De este modo, el narrador nos permite conocer los movimientos y las estrategias tomadas por los senderistas para engatusar y concientizar a la juventud. Además de los senderistas, hay otro grupo social que causa el desequilibrio, que viola constantemente los espacios sociales de los campesinos y comuneros; los notables; los gamonales poderosos con quienes se enfrentan constantemente, para lograr su propia supervivencia y la de su familia. De este tipo de conflictos nos ocuparemos en otra oportunidad; sin embargo, vale recalcar que, es un factor fundamental que genera el otro tipo de espacio que nos interesa.

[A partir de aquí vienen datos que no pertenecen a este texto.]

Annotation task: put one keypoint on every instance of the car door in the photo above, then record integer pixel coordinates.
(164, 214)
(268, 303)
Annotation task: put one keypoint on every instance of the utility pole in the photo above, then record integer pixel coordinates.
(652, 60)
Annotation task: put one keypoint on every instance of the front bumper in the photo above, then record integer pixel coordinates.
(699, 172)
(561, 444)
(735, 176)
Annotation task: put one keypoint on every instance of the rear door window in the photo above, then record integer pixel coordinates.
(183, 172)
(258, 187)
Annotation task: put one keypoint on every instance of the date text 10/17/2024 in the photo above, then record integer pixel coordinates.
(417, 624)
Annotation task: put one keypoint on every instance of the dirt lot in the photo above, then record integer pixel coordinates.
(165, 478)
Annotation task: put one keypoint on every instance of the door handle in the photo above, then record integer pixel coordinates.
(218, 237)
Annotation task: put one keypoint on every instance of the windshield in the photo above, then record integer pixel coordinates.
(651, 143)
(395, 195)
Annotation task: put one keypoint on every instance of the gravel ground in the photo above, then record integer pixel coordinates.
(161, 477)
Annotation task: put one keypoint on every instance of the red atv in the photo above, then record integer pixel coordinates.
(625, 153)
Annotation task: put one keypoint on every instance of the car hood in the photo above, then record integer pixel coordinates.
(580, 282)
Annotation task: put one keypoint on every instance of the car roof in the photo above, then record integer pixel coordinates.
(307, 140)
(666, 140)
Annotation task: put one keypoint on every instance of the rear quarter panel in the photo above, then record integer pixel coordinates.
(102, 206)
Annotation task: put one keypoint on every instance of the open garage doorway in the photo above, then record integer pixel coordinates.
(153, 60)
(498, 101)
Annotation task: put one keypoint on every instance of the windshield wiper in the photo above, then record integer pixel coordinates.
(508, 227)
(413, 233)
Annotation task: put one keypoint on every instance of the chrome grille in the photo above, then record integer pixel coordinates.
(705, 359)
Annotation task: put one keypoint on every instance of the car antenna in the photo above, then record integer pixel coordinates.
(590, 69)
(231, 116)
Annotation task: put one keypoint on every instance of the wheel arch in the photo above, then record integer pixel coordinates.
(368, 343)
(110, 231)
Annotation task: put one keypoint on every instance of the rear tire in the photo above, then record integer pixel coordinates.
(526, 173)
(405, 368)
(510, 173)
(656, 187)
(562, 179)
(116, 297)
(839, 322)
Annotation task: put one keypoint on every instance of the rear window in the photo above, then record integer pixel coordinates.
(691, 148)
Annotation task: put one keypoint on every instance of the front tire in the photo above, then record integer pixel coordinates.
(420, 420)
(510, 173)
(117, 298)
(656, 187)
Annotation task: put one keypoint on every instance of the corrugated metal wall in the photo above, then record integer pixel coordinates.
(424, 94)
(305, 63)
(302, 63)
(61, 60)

3. Los espacios dicotomizados

Visto ya la naturaleza y constitución de los espacios sociales y la superposición de los mismos, pasamos en seguida a observar los espacios de acción –es decir, las llamadas “zonas liberadas”– creados por los movimientos subversivos. En este caso ocurre un hecho muy singular: los insurgentes tratan de arrebatarle al Estado-Nación territorios que se llamarán luego ‘zonas liberadas’; sin embargo, le arrebatan a las comunidades su derecho a organizarse, su derecho de producción y de desarrollo, en fin: su libertad; se autoproclaman sus protectores e imponen sus propias reglas. Los pobladores deberán someterse a las mismas; de lo contrario, serán condenados a muerte por ser “inconsecuentes” con una causa revolucionaria que no es suya. Por su lado, el Estado-Nación trata de recuperar su soberanía “usurpada”; para esto declara “zonas de emergencia” a aquellos espacios que pretende “recuperar”; aquí, los derechos humanos ya no tienen ninguna vigencia y todos se convierten en sospechosos. De este modo, el Estado-Nación, a través de sus instituciones, ha fomentado a la creación de otros espacios opuestos: los espacios dicotomizados (Wilson: 19).

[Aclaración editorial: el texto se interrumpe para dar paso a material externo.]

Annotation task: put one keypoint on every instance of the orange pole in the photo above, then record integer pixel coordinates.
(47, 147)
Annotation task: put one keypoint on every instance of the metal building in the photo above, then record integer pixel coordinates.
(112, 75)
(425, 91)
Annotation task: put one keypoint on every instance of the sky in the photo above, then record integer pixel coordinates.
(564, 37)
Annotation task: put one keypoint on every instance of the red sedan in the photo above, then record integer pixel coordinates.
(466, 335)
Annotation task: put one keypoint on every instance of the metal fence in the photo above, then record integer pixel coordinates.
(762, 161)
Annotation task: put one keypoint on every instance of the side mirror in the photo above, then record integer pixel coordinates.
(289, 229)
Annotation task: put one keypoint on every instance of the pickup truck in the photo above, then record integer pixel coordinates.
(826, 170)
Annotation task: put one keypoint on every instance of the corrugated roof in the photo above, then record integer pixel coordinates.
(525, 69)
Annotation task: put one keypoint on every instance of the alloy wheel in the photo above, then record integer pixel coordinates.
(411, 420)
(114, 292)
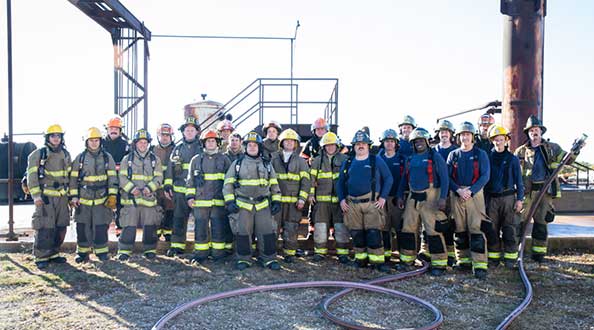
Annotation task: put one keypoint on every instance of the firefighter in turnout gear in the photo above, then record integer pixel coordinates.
(294, 182)
(235, 147)
(504, 195)
(395, 162)
(406, 126)
(468, 168)
(271, 132)
(445, 134)
(482, 138)
(225, 129)
(427, 178)
(251, 190)
(47, 179)
(313, 147)
(117, 146)
(163, 150)
(538, 159)
(93, 191)
(325, 170)
(141, 175)
(363, 186)
(205, 195)
(175, 183)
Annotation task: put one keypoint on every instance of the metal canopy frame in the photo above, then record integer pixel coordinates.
(130, 74)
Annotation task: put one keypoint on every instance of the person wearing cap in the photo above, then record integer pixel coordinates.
(235, 147)
(326, 212)
(271, 131)
(252, 197)
(425, 176)
(363, 187)
(445, 134)
(47, 178)
(406, 126)
(395, 161)
(225, 129)
(141, 175)
(204, 194)
(117, 145)
(504, 194)
(93, 190)
(294, 182)
(538, 159)
(482, 138)
(175, 183)
(469, 170)
(163, 150)
(312, 147)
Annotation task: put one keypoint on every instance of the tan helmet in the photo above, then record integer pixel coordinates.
(496, 130)
(93, 133)
(329, 138)
(289, 134)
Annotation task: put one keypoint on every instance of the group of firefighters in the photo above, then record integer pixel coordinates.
(453, 197)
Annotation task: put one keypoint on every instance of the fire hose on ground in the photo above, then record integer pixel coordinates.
(373, 284)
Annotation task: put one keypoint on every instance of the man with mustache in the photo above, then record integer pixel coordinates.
(539, 158)
(117, 146)
(363, 186)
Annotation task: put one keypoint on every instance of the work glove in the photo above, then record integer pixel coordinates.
(168, 189)
(232, 207)
(275, 207)
(111, 202)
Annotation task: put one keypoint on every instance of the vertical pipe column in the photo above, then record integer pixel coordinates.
(523, 51)
(11, 235)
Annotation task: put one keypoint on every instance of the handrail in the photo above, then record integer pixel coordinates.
(235, 104)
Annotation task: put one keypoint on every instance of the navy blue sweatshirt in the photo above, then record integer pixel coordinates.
(418, 178)
(501, 162)
(465, 171)
(359, 178)
(396, 166)
(405, 148)
(445, 152)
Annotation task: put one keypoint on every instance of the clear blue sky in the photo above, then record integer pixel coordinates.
(425, 58)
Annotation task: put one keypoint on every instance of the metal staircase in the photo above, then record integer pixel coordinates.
(294, 103)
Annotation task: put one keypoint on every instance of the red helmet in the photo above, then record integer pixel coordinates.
(319, 123)
(165, 129)
(486, 119)
(225, 125)
(210, 134)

El Estado, en este caso, construye un discurso para cada espacio: un espacio será el civilizado y patriótico; el otro, el espacio salvaje y subversivo. Los hombres de acción se agrupan en dos bandos: los patriotas y los guerrilleros. Este nuevo conflicto entre espacios genera malestar entre los comuneros afectados: ellos se ven obligados a tomar parte de uno u otro partido; y no hay una posición intermedia entre ambos frentes, puesto que de ser así, en uno u otro bando la víctima siempre será victimada; es decir, en cualquier caso, será tomada por sospechosa y traidora; y en el Perú de los años de la violencia política, cualquier ciudadano común tomado por sospechoso fue sistemáticamente torturado y, en el peor de los casos, hasta desaparecido (Wilson, 1999; Vich, 2002).
A causa de esta nueva disputa de espacios entre los subversivos y el Estado, se producen desplazamientos masivos de comunidades enteras hacia otros espacios, sean a ciudades capitalinas o a vecinas comunidades. Por esta razón, el narrador-personaje se verá obligado a huir, a desaparecer de Ayacucho, puesto que sus parientes se ven implicados directa o indirectamente con los subversivos. Por un lado, su hermano mayor Grimaldo Medina, se convierte en un senderista; lo cual trae consecuencias nefastas, porque el espacio privado, la familia, se verá afectada y vulnerable, correrá peligro en todo momento:

Alguna vez hasta quisimos cambiarnos de nombre o de apellido, sólo por evadir los riesgos que nos cercaron por más de una oportunidad, pero eso es sencillamente imposible. Otras veces, reflexioné en lo que hizo de su vida mi par, y no le concedo razón alguna; pero hay instantes en que le doy toda la razón del mundo (260).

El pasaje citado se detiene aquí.